No entendimento da Procuradoria, as alterações impõem “restrições inconstitucionais à garantia de gratuidade judiciária aos que comprovem insuficiência de recursos, na Justiça do Trabalho”.
Início do julgamento e voto vista
Em 2018, o caso começou a ser julgado pelo plenário. Naquela oportunidade, o ministro Luís Roberto Barroso, relator, entendeu que não há desproporcionalidade nas regras questionadas, uma vez que a limitação tem como objetivo restringir a judicialização excessiva das relações de trabalho. Barroso explicou que essa sobreutilização do Judiciário leva, por sua vez, à piora dos serviços prestados pela Justiça e prejudica os próprios empregados, dado que a morosidade incentiva os maus empregadores a faltarem com suas obrigações, buscando acordos favoráveis no futuro. “O Estado tem o poder e dever de administrar o nível de litigância para que permaneça em níveis razoáveis”, afirmou.
Posteriormente, Edson Fachin votou no sentido de julgar a ação totalmente procedente. Ele sustentou que os dispositivos questionados mitigaram em situações específicas o direito fundamental à assistência judicial gratuita e o direito fundamental ao acesso à Justiça. Em seguida, Luiz Fux pediu vista e suspendeu o julgamento.
Disposições proporcionais
Em voto-vista, o presidente da Corte manteve as alterações promovidas pela reforma trabalhista. De acordo com Fux, a lei veio para diferenciar o reclamante trabalhista que passa a dispor de capacidade econômica para arcar com os custos do processo daqueles que não podem fazê-lo, sem prejuízo da própria subsistência. “A gratuidade de justiça não constitui fim em si mesma, mas volta-se a melhor concretização do acesso à Justiça”, explicou.
De acordo com Fux, a ausência histórica de um sistema de sucumbência no processo do trabalho estabeleceu mecanismo de incentivo que resulta na perda de eficiência na Justiça do Trabalho nas ações realmente necessárias.

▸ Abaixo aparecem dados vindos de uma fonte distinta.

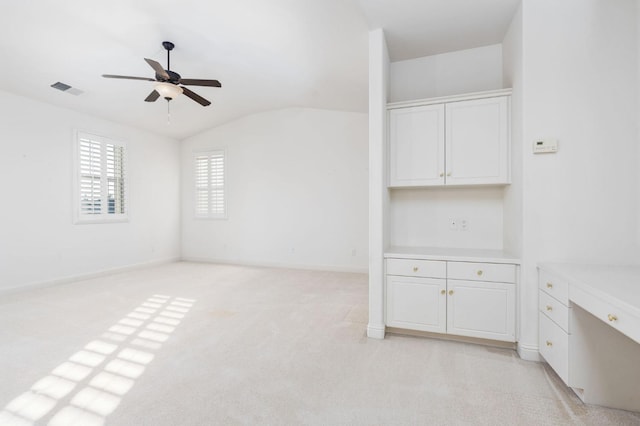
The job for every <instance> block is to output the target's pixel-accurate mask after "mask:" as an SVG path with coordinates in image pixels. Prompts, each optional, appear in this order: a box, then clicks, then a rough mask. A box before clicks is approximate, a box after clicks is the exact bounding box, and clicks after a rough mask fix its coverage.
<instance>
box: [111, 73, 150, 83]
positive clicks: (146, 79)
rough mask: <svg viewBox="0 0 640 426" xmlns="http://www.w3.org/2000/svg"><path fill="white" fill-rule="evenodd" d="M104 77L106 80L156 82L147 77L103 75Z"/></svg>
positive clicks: (119, 75)
mask: <svg viewBox="0 0 640 426" xmlns="http://www.w3.org/2000/svg"><path fill="white" fill-rule="evenodd" d="M102 76H103V77H104V78H123V79H126V80H144V81H156V80H155V79H153V78H147V77H131V76H128V75H113V74H102Z"/></svg>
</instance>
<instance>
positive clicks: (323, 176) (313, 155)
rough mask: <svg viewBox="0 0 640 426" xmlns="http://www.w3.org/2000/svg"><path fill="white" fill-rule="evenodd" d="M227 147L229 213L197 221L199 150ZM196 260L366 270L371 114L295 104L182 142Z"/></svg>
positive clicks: (191, 230)
mask: <svg viewBox="0 0 640 426" xmlns="http://www.w3.org/2000/svg"><path fill="white" fill-rule="evenodd" d="M218 148H225V149H226V152H227V200H228V206H227V210H228V219H226V220H202V219H194V214H193V199H194V186H193V152H194V151H202V150H207V149H218ZM181 157H182V195H183V207H182V255H183V258H185V259H189V260H206V261H219V262H231V263H249V264H259V265H270V266H290V267H303V268H317V269H332V270H352V271H366V269H367V260H368V259H367V241H368V240H367V221H366V217H367V176H368V175H367V172H368V170H367V160H368V158H367V115H366V114H361V113H350V112H340V111H329V110H317V109H304V108H292V109H284V110H277V111H270V112H265V113H261V114H255V115H250V116H247V117H244V118H241V119H239V120H237V121H234V122H231V123H228V124H226V125H223V126H220V127H216V128H214V129H211V130H208V131H206V132H204V133H202V134H199V135H196V136H193V137H191V138H188V139H186V140H184V141H183V142H182V153H181Z"/></svg>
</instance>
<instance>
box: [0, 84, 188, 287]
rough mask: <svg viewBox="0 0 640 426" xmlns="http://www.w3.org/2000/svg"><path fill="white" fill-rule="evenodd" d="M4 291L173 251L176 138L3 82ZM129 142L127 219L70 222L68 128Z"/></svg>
mask: <svg viewBox="0 0 640 426" xmlns="http://www.w3.org/2000/svg"><path fill="white" fill-rule="evenodd" d="M0 116H2V117H3V118H2V120H0V147H1V151H0V152H2V154H1V155H0V177H1V178H0V193H1V194H2V201H1V205H2V208H0V291H2V290H7V289H11V288H18V287H24V286H27V285H31V284H43V283H49V282H52V281H57V280H63V279H65V278H71V277H77V276H82V275H86V274H92V273H96V272H98V271H104V270H110V269H115V268H122V267H127V266H133V265H137V264H142V263H149V262H154V261H163V260H169V259H176V258H179V256H180V254H179V250H180V246H179V242H180V241H179V233H180V228H179V212H180V210H179V203H180V196H179V184H178V180H179V148H178V142H177V141H174V140H171V139H167V138H164V137H160V136H156V135H153V134H150V133H147V132H142V131H139V130H136V129H133V128H130V127H126V126H121V125H117V124H114V123H111V122H108V121H105V120H101V119H98V118H94V117H91V116H87V115H84V114H81V113H78V112H74V111H71V110H67V109H63V108H58V107H54V106H51V105H48V104H44V103H41V102H37V101H33V100H30V99H27V98H24V97H20V96H15V95H12V94H9V93H6V92H0ZM75 129H79V130H85V131H88V132H93V133H96V134H99V135H104V136H108V137H112V138H115V139H119V140H123V141H125V142H126V143H127V156H128V163H127V164H128V168H129V170H128V175H127V177H128V179H129V187H128V189H129V203H130V211H129V221H128V222H126V223H109V224H91V225H87V224H83V225H74V224H73V210H72V208H73V201H72V200H73V189H74V188H73V173H74V171H73V137H74V130H75Z"/></svg>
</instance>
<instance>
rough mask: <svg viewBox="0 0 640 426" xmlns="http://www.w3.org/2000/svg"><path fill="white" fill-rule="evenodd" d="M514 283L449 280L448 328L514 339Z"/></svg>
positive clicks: (464, 332) (483, 334) (476, 336)
mask: <svg viewBox="0 0 640 426" xmlns="http://www.w3.org/2000/svg"><path fill="white" fill-rule="evenodd" d="M515 306H516V297H515V284H506V283H491V282H485V281H462V280H448V282H447V332H448V333H449V334H457V335H459V336H469V337H478V338H482V339H493V340H502V341H506V342H515V328H516V315H515Z"/></svg>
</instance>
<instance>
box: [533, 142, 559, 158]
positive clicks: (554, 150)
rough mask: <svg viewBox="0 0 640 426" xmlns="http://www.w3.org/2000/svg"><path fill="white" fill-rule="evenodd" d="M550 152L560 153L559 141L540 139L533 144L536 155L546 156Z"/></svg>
mask: <svg viewBox="0 0 640 426" xmlns="http://www.w3.org/2000/svg"><path fill="white" fill-rule="evenodd" d="M548 152H558V140H557V139H538V140H536V141H534V142H533V153H534V154H544V153H548Z"/></svg>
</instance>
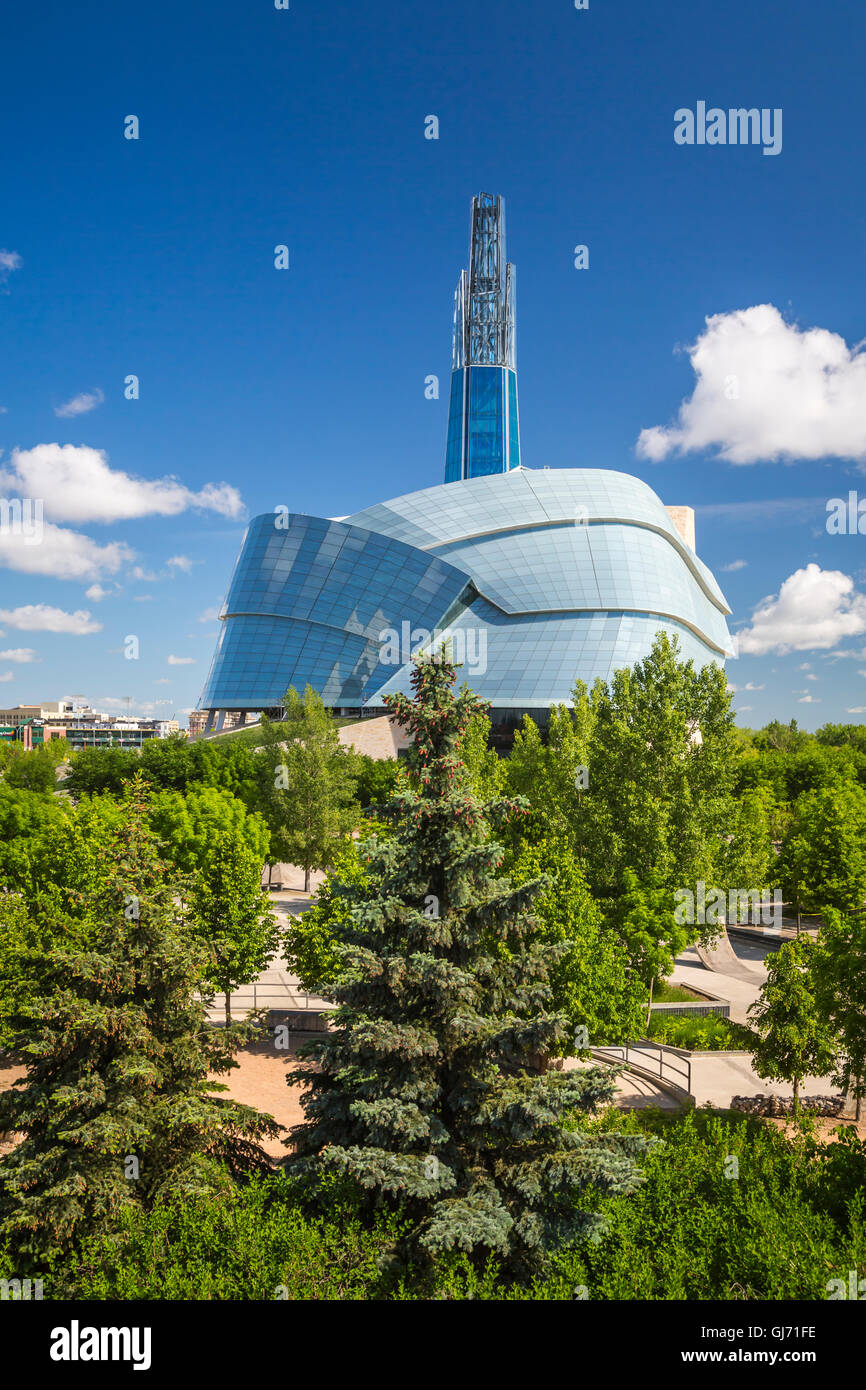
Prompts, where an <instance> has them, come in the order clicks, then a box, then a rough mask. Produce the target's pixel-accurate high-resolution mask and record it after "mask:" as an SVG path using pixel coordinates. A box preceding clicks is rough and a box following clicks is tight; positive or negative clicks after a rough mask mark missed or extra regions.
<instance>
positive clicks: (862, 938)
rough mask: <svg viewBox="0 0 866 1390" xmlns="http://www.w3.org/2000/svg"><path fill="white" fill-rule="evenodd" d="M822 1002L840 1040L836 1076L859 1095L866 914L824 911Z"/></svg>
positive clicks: (862, 1069)
mask: <svg viewBox="0 0 866 1390" xmlns="http://www.w3.org/2000/svg"><path fill="white" fill-rule="evenodd" d="M815 981H816V998H817V1006H819V1009H820V1012H822V1015H823V1017H826V1020H827V1024H828V1027H830V1030H831V1033H833V1037H834V1040H835V1041H837V1044H838V1055H837V1058H835V1072H834V1080H835V1083H837V1086H842V1087H844V1088H845V1090H847V1091H848V1094H853V1097H855V1099H856V1119H858V1120H859V1119H860V1116H862V1109H863V1093H865V1090H866V913H862V912H860V913H858V915H856V916H853V915H842V913H841V912H835V910H834V909H833V908H830V909H827V910H826V912H824V922H823V926H822V929H820V931H819V935H817V951H816V954H815Z"/></svg>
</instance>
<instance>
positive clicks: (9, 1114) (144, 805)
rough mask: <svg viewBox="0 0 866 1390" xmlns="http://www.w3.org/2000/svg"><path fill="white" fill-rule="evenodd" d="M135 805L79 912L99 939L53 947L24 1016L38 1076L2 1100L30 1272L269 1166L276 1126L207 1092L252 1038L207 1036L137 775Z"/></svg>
mask: <svg viewBox="0 0 866 1390" xmlns="http://www.w3.org/2000/svg"><path fill="white" fill-rule="evenodd" d="M124 809H125V815H124V821H122V824H121V826H120V828H118V830H115V831H114V833H113V834H111V835H110V838H108V841H107V844H106V845H104V848H103V855H101V872H100V874H99V876H97V877H99V883H95V884H93V888H95V892H93V898H92V901H89V902H88V903H85V905H83V906H82V910H86V912H88V913H89V916H90V919H92V920H90V927H92V933H86V935H85V938H83V944H82V945H79V947H78V948H75V947H72V948H70V947H57V948H54V949H49V951H46V955H44V959H43V962H42V969H40V972H39V981H40V986H39V987H40V994H39V997H38V998H35V999H32V1001H31V1002H29V1004H28V1005H26V1006H24V1008H22V1009H21V1012H19V1013H18V1016H17V1017H15V1019H14V1020H13V1023H14V1027H15V1042H17V1047H18V1048H19V1051H21V1052H22V1054H24V1056H25V1058H26V1066H28V1073H26V1077H25V1079H24V1080H22V1081H19V1083H17V1086H15V1088H13V1090H10V1091H6V1093H3V1095H0V1130H15V1131H19V1133H22V1134H24V1138H22V1140H21V1143H19V1144H18V1145H17V1147H15V1148H14V1150H13V1151H11V1152H10V1154H7V1155H6V1156H4V1158H3V1159H0V1237H6V1238H7V1240H8V1241H10V1245H11V1247H13V1248H14V1250H15V1251H17V1257H18V1258H19V1259H21V1262H22V1264H24V1262H26V1264H31V1266H32V1265H36V1266H38V1265H39V1262H43V1261H46V1259H50V1258H51V1257H53V1255H57V1254H63V1252H64V1251H65V1250H68V1248H70V1245H71V1244H74V1243H75V1241H76V1240H78V1238H79V1237H81V1236H85V1234H90V1233H93V1232H96V1230H101V1229H106V1227H107V1229H111V1225H113V1222H114V1220H115V1218H117V1216H118V1215H120V1213H121V1211H122V1209H124V1208H126V1207H129V1205H136V1204H146V1205H149V1204H152V1202H153V1201H154V1200H156V1198H157V1197H160V1195H170V1194H175V1193H186V1194H196V1193H209V1191H214V1190H217V1188H218V1187H224V1186H228V1183H229V1180H231V1179H229V1173H238V1172H242V1170H247V1169H254V1168H257V1166H263V1168H264V1166H265V1163H267V1159H265V1155H264V1154H263V1151H261V1150H260V1147H259V1144H257V1140H259V1138H260V1137H261V1136H263V1134H274V1133H277V1129H278V1127H277V1126H275V1123H274V1122H272V1120H271V1118H270V1116H263V1115H259V1113H257V1112H256V1111H253V1109H250V1108H249V1106H245V1105H239V1104H236V1102H234V1101H229V1099H227V1098H224V1097H218V1095H213V1094H209V1093H211V1091H214V1090H225V1087H224V1086H218V1084H214V1081H213V1080H210V1079H209V1073H210V1072H217V1073H221V1072H227V1070H228V1069H229V1068H231V1066H234V1065H235V1063H234V1062H232V1052H234V1049H235V1048H236V1045H238V1041H239V1040H240V1036H242V1033H243V1030H240V1029H238V1030H235V1031H234V1033H227V1031H222V1030H213V1029H209V1027H207V1023H206V1012H204V1004H203V1002H202V999H199V998H196V992H197V991H199V990H200V983H202V979H203V977H204V976H206V973H207V955H206V951H204V948H202V947H200V945H197V944H196V940H195V937H193V935H192V934H190V931H189V927H188V923H186V910H185V909H183V908H182V905H181V902H179V895H178V892H177V885H174V884H172V883H171V881H165V874H164V865H163V863H161V862H160V859H158V855H157V848H156V840H154V837H153V834H152V831H150V830H149V827H147V803H146V796H145V790H143V783H142V780H140V777H136V781H135V784H133V787H132V790H131V792H129V795H128V798H126V801H125V808H124ZM74 926H75V929H76V931H75V933H72V940H75V938H76V937H78V940H79V941H82V935H81V933H79V931H78V929H79V927H81V923H74ZM53 927H54V931H56V935H57V938H60V935H61V934H63V927H64V923H63V922H60V920H57V922H56V923H53ZM46 930H47V926H46V924H43V931H46Z"/></svg>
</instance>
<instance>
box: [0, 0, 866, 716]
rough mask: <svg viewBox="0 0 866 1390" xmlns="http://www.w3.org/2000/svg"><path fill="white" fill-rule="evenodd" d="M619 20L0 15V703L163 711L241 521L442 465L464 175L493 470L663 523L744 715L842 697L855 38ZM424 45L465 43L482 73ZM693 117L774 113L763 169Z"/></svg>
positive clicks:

Luiz Fux entendeu que as alterações da reforma trabalhista são revestidas de “proporcionalidade” e frisou que, após as mudanças, houve redução sensível de ajuizamento de ações: “é o reflexo da racionalização das regras processuais trabalhistas”, destacou. Por fim, o presidente do STF acompanhou o entendimento do relator Barroso.